Due Process and Equal Protection
Two clauses from section one of the Fourteenth Amendment are the Due Process Clause and the Equal Protection Clause. The Due Process Clause says states shall not deny people “life, liberty, or property, without due process of law.” The meaning of “due process of law” is not certain. In criminal cases, courts usually interpret it to mean that people must have notice of the charges against them and a fair hearing. In civil cases, it often means that the government cannot enforce a law that is arbitrary or unreasonable. These are subjective standards that make fair application of the clause in all cases essentially impossible.
The Equal Protection Clause says states shall not deny people “equal protection of the laws.” In theory, it prevents states from treating different classes of people differently under the law.

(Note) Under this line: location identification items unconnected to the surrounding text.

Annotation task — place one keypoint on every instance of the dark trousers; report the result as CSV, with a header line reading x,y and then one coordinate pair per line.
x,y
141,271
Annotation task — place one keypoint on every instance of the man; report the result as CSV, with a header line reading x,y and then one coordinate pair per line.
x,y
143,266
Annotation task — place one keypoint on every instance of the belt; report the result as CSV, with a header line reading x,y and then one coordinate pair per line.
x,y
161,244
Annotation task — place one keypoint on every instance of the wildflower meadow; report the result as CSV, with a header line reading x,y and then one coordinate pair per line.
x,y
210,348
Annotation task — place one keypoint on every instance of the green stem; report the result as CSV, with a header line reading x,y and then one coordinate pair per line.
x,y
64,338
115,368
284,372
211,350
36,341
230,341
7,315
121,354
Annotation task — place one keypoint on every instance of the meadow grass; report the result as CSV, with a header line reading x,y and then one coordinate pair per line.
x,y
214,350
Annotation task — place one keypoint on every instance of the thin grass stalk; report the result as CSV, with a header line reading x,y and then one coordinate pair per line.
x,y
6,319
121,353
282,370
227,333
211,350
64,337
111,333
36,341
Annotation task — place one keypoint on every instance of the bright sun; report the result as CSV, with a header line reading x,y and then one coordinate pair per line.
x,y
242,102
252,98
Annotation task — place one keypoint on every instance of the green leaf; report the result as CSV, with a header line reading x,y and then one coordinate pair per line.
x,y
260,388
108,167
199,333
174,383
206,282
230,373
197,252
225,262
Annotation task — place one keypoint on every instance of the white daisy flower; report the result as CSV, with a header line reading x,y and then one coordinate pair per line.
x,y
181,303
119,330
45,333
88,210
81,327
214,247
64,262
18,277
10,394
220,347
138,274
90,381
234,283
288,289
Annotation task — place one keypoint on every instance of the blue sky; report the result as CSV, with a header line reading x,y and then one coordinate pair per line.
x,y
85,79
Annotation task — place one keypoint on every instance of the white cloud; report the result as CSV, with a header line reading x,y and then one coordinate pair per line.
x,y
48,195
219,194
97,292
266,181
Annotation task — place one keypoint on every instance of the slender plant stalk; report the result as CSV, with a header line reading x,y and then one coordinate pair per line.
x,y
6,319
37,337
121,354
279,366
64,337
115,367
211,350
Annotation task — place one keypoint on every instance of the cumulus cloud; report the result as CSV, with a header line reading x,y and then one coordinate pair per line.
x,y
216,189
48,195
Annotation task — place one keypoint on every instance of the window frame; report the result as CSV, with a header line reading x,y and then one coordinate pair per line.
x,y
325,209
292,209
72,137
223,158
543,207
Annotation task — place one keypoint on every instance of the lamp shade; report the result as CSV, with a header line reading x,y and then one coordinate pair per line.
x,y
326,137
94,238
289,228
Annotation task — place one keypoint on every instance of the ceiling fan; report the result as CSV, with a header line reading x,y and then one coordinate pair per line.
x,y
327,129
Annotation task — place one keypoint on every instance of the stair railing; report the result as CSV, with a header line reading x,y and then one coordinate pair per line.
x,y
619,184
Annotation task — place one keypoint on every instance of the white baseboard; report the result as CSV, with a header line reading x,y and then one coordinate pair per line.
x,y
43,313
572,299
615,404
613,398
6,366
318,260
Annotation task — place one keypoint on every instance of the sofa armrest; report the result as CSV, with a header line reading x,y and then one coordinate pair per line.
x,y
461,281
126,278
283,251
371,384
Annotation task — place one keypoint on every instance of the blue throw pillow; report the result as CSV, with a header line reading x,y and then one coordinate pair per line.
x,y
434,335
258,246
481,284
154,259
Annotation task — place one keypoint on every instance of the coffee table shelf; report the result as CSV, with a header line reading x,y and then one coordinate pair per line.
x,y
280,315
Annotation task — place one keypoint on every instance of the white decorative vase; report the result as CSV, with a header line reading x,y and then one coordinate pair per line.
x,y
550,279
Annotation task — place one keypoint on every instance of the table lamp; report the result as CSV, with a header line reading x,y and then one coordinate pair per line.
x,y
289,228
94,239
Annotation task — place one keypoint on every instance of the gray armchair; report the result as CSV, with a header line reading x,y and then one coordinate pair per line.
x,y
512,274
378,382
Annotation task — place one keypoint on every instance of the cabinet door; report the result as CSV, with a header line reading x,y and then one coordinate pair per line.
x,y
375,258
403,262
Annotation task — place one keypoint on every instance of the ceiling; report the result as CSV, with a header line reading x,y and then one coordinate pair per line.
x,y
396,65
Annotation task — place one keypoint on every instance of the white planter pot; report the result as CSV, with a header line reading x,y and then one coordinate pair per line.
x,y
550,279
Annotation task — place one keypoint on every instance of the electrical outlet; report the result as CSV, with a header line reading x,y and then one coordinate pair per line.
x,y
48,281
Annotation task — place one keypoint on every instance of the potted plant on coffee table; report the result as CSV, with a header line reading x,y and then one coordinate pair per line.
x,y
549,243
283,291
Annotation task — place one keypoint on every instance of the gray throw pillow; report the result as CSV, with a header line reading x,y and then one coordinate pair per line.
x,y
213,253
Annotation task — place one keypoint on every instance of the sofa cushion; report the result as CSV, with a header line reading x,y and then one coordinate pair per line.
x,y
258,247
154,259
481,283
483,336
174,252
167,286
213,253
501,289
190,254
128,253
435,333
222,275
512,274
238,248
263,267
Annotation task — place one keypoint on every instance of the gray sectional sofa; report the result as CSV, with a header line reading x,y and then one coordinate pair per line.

In reality, most discrimination is lawful if rationally related to a legitimate government purpose. Certain categories of discrimination, however, receive greater protection, such as discrimination based on race or gender. It is harder for such discrimination to survive a challenge under the Equal Protection Clause. The clause, however, applies only to state action, so it does not prevent discrimination by private persons.
Enforcement of the Fourteenth Amendment has had a controversial history. By the 1880s, the Supreme Court was using it to protect the rights of business corporations by calling them “people” under section one. The black population across the United States, however, had to struggle for a century before beginning to realize many of the rights in the Fourteenth Amendment. In the latter half of the twentieth century, the Fourteenth Amendment was the foundation for landmark Supreme Court decisions concerning school segregation , equal housing, and abortion rights.